Marketing analysts are often faced with choosing a data visualization that speaks to managers and colleagues interested in advanced insights from their data yet requires a better understanding of the statistics that make those insights useful.
The key to reaching those managers without overwhelming them with machine learning minutiae is leveraging a basic graphic as a simple introduction to concepts.
Time series graphs with applicable data can be that introduction. They can be a terrific starting point for discussing machine learning projects.
How Time Series Became a Valuable Analytics Report
Time series graphs are very intuitive. They help you relate a metric to time. Most business managers appreciate this perspective, because it allows them to examine operational performance, using a visual such as a line graph showing how revenue in each quarter has increased or decreased.
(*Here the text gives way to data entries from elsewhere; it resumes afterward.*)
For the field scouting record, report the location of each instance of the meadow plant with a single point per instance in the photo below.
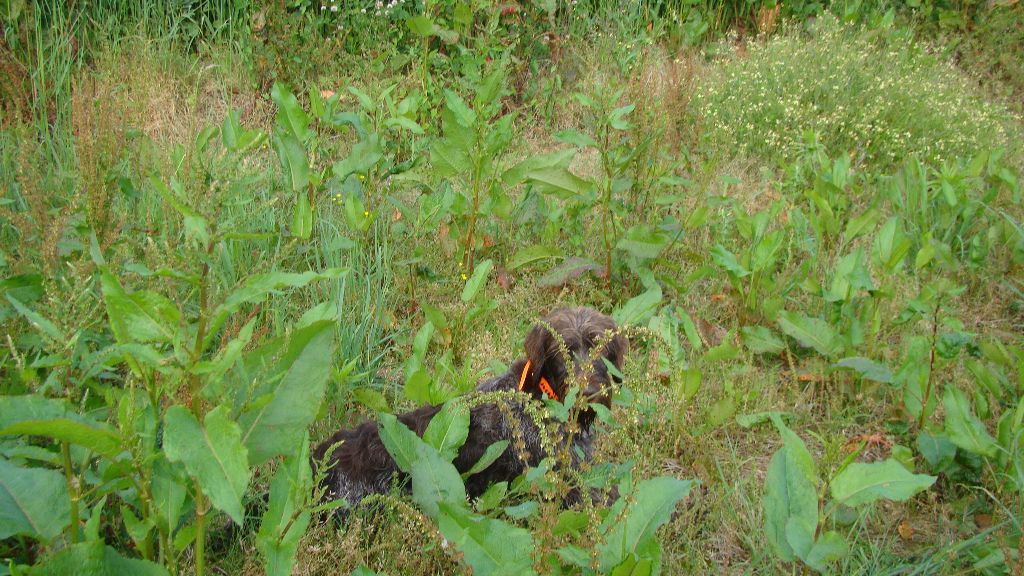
(877, 93)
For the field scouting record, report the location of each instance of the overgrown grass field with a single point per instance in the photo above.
(228, 229)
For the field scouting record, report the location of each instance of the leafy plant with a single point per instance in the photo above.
(795, 522)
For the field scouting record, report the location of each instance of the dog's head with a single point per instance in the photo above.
(582, 330)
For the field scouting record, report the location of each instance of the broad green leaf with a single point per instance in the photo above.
(565, 271)
(285, 522)
(291, 117)
(630, 525)
(94, 559)
(488, 545)
(791, 499)
(463, 114)
(643, 242)
(867, 369)
(829, 547)
(398, 440)
(366, 154)
(937, 450)
(727, 261)
(638, 309)
(576, 137)
(14, 409)
(94, 437)
(169, 493)
(448, 429)
(212, 453)
(761, 339)
(258, 286)
(33, 502)
(531, 254)
(964, 428)
(811, 332)
(38, 321)
(274, 427)
(520, 172)
(421, 26)
(434, 479)
(138, 317)
(449, 158)
(864, 483)
(407, 123)
(475, 282)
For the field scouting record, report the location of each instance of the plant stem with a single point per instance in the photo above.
(73, 492)
(201, 509)
(931, 364)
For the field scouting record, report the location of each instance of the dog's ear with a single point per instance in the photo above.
(538, 344)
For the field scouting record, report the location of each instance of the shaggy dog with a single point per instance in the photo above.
(359, 465)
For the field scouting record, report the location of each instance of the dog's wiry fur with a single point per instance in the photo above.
(359, 465)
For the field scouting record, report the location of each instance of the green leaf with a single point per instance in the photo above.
(964, 428)
(448, 430)
(531, 254)
(630, 526)
(761, 339)
(727, 261)
(138, 317)
(291, 118)
(434, 479)
(867, 369)
(213, 454)
(488, 545)
(566, 271)
(38, 321)
(33, 502)
(576, 137)
(811, 332)
(297, 386)
(94, 437)
(864, 483)
(791, 499)
(475, 282)
(828, 548)
(95, 559)
(638, 309)
(493, 452)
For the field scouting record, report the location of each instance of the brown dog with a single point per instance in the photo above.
(360, 465)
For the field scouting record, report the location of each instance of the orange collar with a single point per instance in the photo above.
(545, 386)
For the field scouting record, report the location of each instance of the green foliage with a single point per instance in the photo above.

Time series graphs are typically seen within social media analytics and web analytics dashboards. No matter which campaigns you’ve worked on, you have likely seen time series data from web analytics solutions or within social media analytics reports.
For example, in a web analytics solution like Google Analytics, you would look at the time series results in a referral traffic report to see what sources are consistently sending traffic to a website.
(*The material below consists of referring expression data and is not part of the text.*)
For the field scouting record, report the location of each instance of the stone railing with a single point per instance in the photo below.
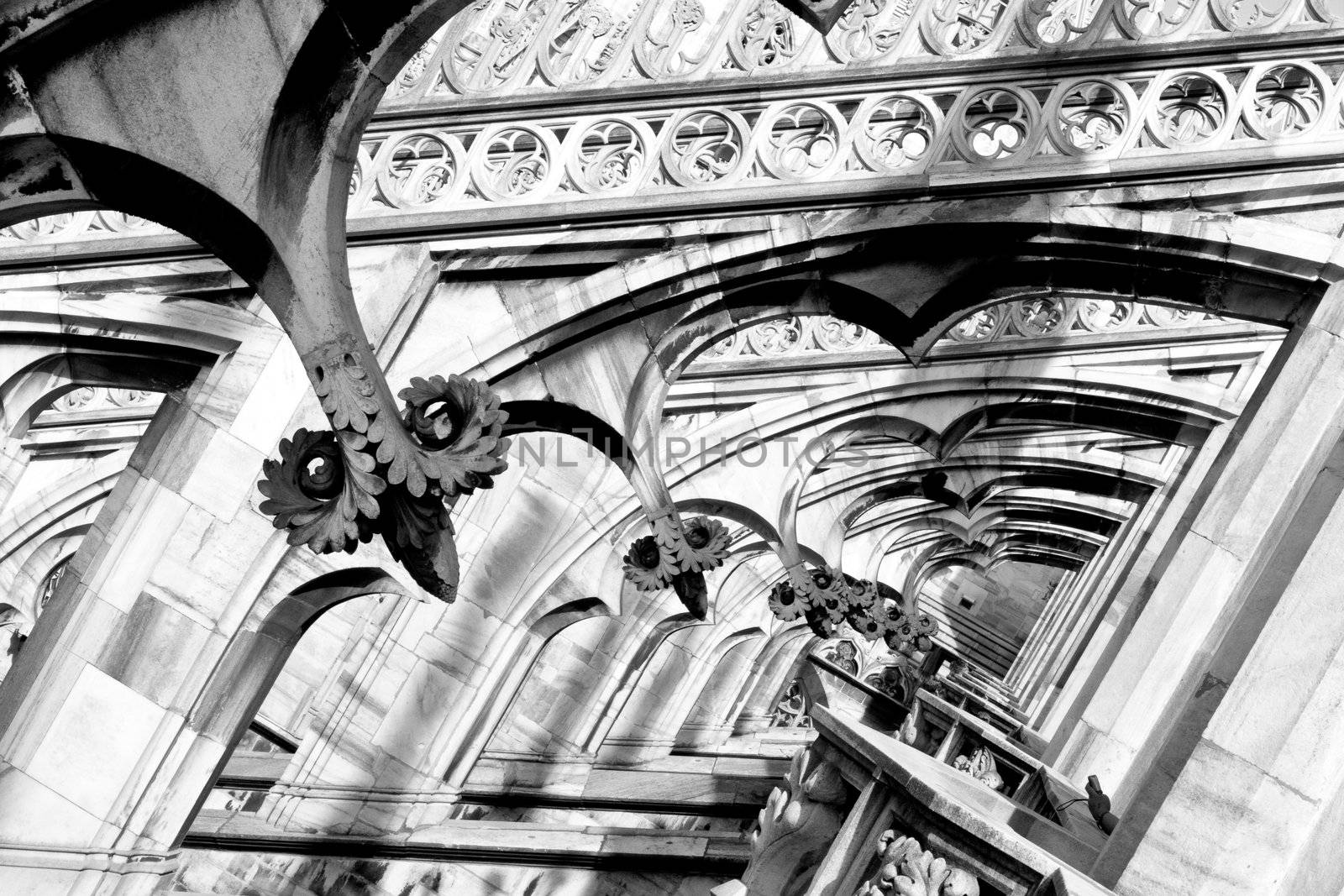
(864, 815)
(511, 47)
(906, 136)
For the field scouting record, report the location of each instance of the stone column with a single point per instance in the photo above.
(1256, 802)
(1234, 537)
(104, 750)
(109, 734)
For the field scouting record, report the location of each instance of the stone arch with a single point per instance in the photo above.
(239, 684)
Discovering how many clicks an ad campaign received or how many website visits occurred in a sales period is a basic question that a time series graph can answer.
The reports are designed to make metric changes with time visually intuitive. You can gain a sense of whether a particular metric is increasing or decreasing within a time period, such as a percentage or a comparison of discrete numbers.
But time series graphs in most user-friendly analytics solutions have a fatal flaw. If you needed to know how sustainable a trend is, statistical details are not immediately visible in the tools.
This means the data spikes and declines appear without showing the influences that caused them. How those surface trends are interpreted make or break major forecasting decisions.
For example, if a type of car in a market is showing sales growth every quarter, then as a car manufacturer, I would want to know if that sales data trend is sustainable to justify investment in a plant or to enter a manufacturing partnership to produce a vehicle for that market.
Establishing sustainability is especially critical for using time series data as training data for machine learning forecast models.
The demand for time series forecasting occurs frequently among retailers like Walmart and Target. Retailers must track product shipment from their distribution centers to their stores, so even a small improvement in demand forecasting of their products can cut costs and enhance product availability as part of the customer experience.
How to Start an Advanced Time Series Analysis
To get a sense of a trend and sustainability, you need more statistical analysis. Doing so identifies the right trend within the data. Time series data always contain noise — dips and spikes, which get incorporated into a templated graph.
Dips and spikes do not always reflect an overall significant trend change in traffic behavior, however. So, you need to separate the data's true trending signal from the noise that masks it.
For example, financial market analysts rely on advanced time series models to extract trends from rapidly changing prices and volume of stocks and commodities.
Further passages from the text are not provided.